Back to Issues: Education
While we all follow the horse races of election season, it’s worth turning our eyes now and then to the issues that our elected representatives will decide. Toward that end, consider Bill Costello’s argument against the government monopoly of education:
The current public education system is not preparing Americans to succeed in the increasingly competitive global economy. In the U.S., this will lead to growing unemployment rates, a decline in Gross Domestic Product, unsustainable levels of national debt, and reduced military capability. …
Those who argue that the solution is more money for public schools have had three decades to test their theory. Increased spending has not led to improvement. American test scores have remained flat since the early 1970s even though per-pupil spending, adjusted for inflation, went from $4,489 in 1970-1971 to $10,041 in 2006-2007 — an increase of 124 percent.

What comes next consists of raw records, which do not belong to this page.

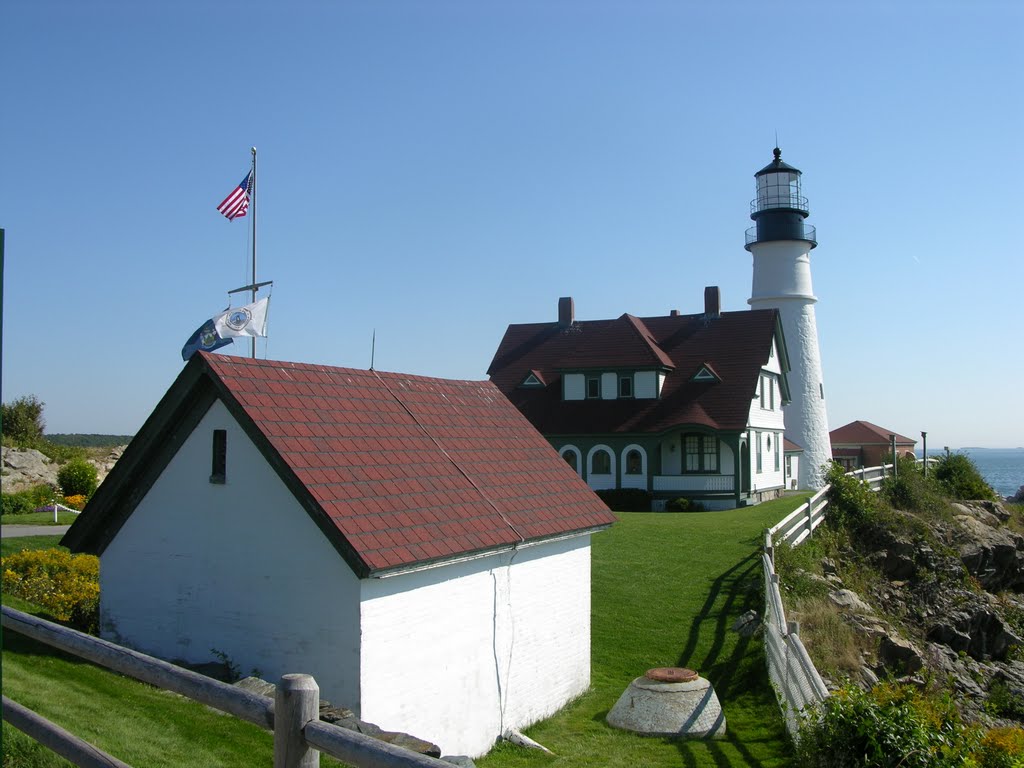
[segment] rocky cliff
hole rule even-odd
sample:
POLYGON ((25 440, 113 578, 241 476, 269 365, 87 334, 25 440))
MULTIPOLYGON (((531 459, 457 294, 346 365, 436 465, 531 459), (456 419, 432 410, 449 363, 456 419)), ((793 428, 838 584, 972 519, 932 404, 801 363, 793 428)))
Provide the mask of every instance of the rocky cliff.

No public motivation could outstrip parental incentive to ensure better lives for one’s own children. In other words, individual parents are better positioned and more motivated to choose particular schools and ensure that they provide desirable, beneficial educations. At the very least, parents who choose private schools should receive refunds of that portion of their tax money that goes to public education, with that loss coming directly from the public schools that would otherwise educate those children.
I’ll return to my local example: During this year’s budget battle in Tiverton, the School Committee strove to frighten parents into voting for a massive tax increase by threatening to close one of our brand new elementary schools. The insider rumor mill worked over time choosing the school that was in the target hairs for maximum political effect, transforming a general statement that closing a school “might be an option” to a public sense that it would be unavoidable that a particular school would become an empty building if the district’s budget request failed. Parents began to turn their eyes to private school, and some broke away from the public system even though the schools ultimately got the money they demanded.
The point is that the threat of parents to withdraw their children from public schools is not a threat at all. Until it reaches the point of giving budget hawks political ammunition, if anything, fewer children helps a public school district’s bottom line. They profit by losing customers.
Worse still, under such circumstances, it is sure to be the most motivated parents, who put the most emphasis on and are willing to get most involved with their children’s education, who leave first. That is not a model for success.
Justin what about the threat of the massive 22% increase that never happened. The TCC was making their own dishonest statements and no one beleived them. Even in the toughest economic times you guys couldn’t get your message across.